Also, there is no finish line for a recovering addict. There is no point on a timeline that represents the result an addict really wants – total freedom from the compulsion to relapse, forever and ever.

All you get is this moment, and the next moment always depends on how well you manage to take good care of the moment you’re in now.

But it’s really hard to be mindful in every moment, so by convention, recovery groups offer advice that pads the timeframe a bit: “Take it one day at a time.”

If you can forget about how far you’ve come and how far you would like to go, you have a better shot at listening to your body and mind today, and finding alternatives to relapse whenever a craving comes roaring back into your soul, uninvited and unannounced.


And if I see you tomorrow…well, that’s a tomorrow problem.

An addiction is a thing you can’t stop clinging to, even as your life falls apart. We tend to tie the term to drugs, but ideas can be just as dangerous.

So can priorities.

And if that’s the case, I believe American culture is both a masterful drug dealer and a tireless enabler.

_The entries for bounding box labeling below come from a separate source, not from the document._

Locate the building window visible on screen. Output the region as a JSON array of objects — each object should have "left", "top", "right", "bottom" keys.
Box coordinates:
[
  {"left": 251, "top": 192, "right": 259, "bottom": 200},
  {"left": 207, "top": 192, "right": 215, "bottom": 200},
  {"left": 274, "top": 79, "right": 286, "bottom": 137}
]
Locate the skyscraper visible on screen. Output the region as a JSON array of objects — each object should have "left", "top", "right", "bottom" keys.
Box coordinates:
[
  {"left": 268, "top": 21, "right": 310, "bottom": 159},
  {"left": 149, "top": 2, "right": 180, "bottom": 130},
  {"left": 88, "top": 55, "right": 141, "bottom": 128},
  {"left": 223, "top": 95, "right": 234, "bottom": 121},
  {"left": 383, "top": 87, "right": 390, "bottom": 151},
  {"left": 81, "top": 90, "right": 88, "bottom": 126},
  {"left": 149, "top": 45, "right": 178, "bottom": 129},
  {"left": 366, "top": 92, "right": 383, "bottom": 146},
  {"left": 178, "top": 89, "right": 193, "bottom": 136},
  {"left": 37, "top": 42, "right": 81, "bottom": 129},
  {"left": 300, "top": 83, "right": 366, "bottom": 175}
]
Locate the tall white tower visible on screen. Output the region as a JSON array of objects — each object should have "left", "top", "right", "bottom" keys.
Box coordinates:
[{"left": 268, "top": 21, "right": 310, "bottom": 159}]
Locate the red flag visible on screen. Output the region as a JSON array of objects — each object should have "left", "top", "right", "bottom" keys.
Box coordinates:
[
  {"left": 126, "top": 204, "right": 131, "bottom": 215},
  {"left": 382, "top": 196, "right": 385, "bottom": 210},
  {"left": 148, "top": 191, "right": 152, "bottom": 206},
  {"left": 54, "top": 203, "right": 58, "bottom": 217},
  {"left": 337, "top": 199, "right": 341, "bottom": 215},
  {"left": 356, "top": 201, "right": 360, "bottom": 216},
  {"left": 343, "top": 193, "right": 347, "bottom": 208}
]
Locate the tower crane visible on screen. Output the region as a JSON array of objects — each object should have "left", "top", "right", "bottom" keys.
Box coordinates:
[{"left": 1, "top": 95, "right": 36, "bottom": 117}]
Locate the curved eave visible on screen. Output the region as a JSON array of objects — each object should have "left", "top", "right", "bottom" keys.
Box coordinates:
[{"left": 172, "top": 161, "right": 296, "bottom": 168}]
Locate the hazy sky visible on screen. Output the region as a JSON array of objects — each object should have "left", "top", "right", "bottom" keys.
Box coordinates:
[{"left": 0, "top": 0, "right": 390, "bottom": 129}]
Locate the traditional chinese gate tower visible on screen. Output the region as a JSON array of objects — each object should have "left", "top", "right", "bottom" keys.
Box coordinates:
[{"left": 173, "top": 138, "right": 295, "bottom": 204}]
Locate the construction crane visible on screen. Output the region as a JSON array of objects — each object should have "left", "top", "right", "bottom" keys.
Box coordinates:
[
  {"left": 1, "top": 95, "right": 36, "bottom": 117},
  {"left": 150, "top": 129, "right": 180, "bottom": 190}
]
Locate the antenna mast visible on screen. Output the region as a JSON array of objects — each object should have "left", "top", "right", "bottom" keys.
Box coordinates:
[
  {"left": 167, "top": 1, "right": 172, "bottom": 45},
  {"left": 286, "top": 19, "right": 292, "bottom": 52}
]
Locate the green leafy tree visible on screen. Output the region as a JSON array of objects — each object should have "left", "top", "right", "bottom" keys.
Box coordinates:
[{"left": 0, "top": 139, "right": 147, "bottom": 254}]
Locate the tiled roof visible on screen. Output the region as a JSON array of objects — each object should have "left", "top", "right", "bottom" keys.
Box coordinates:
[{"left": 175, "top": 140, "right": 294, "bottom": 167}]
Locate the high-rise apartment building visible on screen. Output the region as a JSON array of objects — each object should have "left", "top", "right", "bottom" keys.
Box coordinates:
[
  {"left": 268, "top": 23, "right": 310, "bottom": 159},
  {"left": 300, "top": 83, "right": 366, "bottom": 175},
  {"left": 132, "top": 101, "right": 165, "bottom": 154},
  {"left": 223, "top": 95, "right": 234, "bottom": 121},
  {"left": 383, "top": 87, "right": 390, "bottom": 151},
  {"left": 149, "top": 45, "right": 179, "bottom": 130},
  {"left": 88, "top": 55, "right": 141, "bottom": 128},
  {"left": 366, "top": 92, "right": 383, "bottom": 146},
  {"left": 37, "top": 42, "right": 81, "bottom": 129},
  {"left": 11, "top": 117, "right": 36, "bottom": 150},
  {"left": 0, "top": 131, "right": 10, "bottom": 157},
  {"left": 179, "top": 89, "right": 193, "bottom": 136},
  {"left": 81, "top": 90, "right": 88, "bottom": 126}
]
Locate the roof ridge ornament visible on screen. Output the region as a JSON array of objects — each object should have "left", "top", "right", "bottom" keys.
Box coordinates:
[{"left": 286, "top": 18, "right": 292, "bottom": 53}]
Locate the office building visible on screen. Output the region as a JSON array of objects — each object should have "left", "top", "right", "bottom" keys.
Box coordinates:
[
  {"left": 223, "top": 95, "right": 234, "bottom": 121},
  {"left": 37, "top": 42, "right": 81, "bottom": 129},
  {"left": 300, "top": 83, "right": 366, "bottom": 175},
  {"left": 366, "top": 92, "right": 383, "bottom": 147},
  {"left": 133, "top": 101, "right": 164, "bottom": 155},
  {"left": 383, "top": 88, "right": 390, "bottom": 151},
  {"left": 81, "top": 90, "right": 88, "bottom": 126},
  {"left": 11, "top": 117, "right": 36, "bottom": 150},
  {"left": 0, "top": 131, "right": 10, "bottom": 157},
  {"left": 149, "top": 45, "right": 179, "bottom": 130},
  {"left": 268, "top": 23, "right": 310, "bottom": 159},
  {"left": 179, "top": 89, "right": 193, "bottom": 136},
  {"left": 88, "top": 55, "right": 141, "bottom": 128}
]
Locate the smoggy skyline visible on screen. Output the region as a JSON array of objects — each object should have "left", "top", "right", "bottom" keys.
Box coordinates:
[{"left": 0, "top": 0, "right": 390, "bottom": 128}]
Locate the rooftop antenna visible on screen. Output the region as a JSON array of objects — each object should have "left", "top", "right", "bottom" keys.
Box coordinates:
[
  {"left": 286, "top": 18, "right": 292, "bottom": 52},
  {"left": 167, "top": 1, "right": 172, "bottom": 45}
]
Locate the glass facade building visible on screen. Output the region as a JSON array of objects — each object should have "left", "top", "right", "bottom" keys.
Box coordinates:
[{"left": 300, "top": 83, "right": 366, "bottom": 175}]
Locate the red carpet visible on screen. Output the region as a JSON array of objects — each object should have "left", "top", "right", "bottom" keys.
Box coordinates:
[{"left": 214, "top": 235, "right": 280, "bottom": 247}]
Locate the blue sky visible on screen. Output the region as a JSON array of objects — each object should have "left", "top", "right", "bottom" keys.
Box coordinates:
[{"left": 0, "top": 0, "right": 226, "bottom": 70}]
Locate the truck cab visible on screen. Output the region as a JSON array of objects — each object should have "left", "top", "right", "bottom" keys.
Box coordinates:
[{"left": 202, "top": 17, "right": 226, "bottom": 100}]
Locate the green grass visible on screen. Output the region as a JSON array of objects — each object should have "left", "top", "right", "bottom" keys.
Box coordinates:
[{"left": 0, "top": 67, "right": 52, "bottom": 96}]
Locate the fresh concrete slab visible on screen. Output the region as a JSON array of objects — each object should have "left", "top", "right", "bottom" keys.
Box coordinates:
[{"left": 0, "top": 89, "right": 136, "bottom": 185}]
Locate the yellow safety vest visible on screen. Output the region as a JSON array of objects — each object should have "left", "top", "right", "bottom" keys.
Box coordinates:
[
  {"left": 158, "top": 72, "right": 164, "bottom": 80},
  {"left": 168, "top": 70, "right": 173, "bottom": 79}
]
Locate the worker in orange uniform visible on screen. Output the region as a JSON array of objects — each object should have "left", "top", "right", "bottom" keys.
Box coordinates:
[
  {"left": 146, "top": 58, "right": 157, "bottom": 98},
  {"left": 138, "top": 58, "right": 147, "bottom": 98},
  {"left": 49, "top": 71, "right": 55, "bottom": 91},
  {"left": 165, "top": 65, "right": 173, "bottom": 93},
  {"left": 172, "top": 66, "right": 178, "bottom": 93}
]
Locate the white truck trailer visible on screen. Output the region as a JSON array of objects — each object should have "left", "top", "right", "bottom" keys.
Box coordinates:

Compulsory education gets us addicted to results and shortcuts; if I can figure out how to ace the test, by cramming or cheating or sucking up to the teacher, I’ll “succeed”, and if I never really learn anything in the process, who cares? I’m not here to learn – I’m here for a GPA and a piece of paper.

Rugged individualism gets us addicted to seeking self-worth through comparison and disconnection; if I can figure out how to live as a lone wolf, by separating myself from the sheeple and arriving(!) at good ideas first and fastest, I’ll be “unique”, and if I can only feel worthy by comparing myself to people I see as less worthy, who cares? I’m not here to make friends – I’m here to win.

The 24-hour news/social media/advertising cerberus gets us addicted to wanting things. If I can come to notice every imperfection in myself and the world around me, and the flaws keep me neck-deep in a feeling of not-enough, I’ll be “motivated”, and if all I can do with my restless energy is explode in the direction of the next consumable item placed in front of me, who cares? I’m not here for fulfillment – I’m here to chase my desires.

If I’m addicted to results, comparisons, and desiring things, how can I ever be ok with myself in this moment? Result addiction takes me out of the moment. Comparison addiction takes me out of myself. And desire addiction takes me out of being ok with where I am and what I have right now.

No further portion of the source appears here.